Farkhunda Naderi, who is a former Afghan MP and advisor to President Ashraf Ghani, is currently living in Uzbekistan.
She spoke to Jon Snow about whether she saw any source of hope for women’s rights in Afghanistan under Taliban rule.
FN: There is so much hidden beauty over there. I know we are all full of hearing and seeing crises and they are real, this is the reality right now on the ground. But amidst all this crisis, there’s so much potential… To the Taliban, they have got to understand that deep down, we are talking to human beings, regardless of what happened in the previous regime, that not only Afghans, but the world has been shocked (by) the way women were treated. They have a huge responsibility towards their own people.
JS: Is there a chance that that space that you talk about could open up and we will see some sign that they have learnt something from the last 30 years of struggle?
FN: The security of Afghans are on the shoulders of Afghans, and that starts with (the) Taliban. Because they have been claiming this more strongly than any Afghan ever did inside the country. So they have to fulfil those promises that they made not only on international stages, but also to the Afghans.
JS: You are in Uzbekistan, what do you need to see to give you the confidence to go back?
FN: I want to go there as an Afghan to take responsibility and others would recognise me… Amid all the crises that we have in Kabul, a couple of days ago I saw on Tolo News one of the prominent Afghan women… appeared on TV. One of the Taliban’s gentlemen was sitting on the other side of the table and she wanted to start a dialogue about women’s rights. It was the first time I saw a woman sitting around a table with the Taliban talking about women’s rights.

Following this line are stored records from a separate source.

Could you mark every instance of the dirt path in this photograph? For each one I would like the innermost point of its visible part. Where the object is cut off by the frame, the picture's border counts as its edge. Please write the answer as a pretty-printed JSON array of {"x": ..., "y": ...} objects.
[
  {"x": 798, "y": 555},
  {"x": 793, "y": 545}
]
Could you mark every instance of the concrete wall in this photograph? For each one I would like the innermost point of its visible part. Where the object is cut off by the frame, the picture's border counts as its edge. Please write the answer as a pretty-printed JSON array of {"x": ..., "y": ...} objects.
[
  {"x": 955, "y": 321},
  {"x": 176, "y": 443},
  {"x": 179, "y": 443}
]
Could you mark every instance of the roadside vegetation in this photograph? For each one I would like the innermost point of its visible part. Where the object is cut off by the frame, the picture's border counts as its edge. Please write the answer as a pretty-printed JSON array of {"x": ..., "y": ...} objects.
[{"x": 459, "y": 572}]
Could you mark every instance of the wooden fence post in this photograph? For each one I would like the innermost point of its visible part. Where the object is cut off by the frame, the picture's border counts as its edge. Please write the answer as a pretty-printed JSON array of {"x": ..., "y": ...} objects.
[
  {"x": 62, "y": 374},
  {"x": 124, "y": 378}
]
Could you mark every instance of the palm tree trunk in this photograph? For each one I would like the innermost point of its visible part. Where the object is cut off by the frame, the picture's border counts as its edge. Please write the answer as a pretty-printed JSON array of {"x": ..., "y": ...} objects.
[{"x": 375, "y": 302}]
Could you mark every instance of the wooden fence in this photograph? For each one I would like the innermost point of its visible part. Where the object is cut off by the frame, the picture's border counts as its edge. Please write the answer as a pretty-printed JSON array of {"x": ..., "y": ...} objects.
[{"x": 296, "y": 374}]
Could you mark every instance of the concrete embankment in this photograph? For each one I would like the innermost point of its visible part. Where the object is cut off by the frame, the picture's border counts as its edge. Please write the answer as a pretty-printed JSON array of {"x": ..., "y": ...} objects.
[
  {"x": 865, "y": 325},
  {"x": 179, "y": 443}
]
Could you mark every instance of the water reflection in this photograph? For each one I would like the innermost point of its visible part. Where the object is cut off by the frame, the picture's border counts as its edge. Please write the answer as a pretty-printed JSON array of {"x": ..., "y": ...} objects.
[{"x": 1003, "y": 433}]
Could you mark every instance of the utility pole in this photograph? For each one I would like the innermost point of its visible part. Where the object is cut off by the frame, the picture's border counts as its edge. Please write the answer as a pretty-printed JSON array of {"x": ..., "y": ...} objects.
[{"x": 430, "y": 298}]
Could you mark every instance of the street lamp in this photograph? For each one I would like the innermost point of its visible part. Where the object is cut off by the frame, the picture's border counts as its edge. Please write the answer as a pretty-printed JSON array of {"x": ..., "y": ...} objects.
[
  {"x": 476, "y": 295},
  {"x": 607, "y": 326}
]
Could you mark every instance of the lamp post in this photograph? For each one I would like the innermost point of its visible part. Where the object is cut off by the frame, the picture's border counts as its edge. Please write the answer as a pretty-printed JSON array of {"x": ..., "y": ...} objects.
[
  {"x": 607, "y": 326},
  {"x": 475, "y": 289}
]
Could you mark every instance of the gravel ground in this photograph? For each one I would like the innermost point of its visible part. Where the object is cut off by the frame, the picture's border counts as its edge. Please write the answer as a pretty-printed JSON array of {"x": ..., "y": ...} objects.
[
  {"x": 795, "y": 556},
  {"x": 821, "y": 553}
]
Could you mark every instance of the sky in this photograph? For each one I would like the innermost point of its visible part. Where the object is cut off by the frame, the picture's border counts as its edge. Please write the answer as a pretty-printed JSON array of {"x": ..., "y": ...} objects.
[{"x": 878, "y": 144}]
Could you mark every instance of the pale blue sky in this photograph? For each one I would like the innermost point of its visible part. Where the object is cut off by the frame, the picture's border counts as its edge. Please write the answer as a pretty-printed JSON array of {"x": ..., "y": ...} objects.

And that was not a confrontation, that was a dialogue.
JS: That’s a big moment, but you need more moments before you can risk your life and go back. And what are you looking for?
Fn: We need a transition from this fear and panic to normality, and we need positive steps in order to define the new reality to the Afghan people that people can believe. And that’s why I mentioned this good story, that it should be acknowledged and we need more of such a kind of spaces. And it’s not about confrontation, who will win, who will lose, it’s about how we can have a win-win situation for a country that needs everyone to be a winner.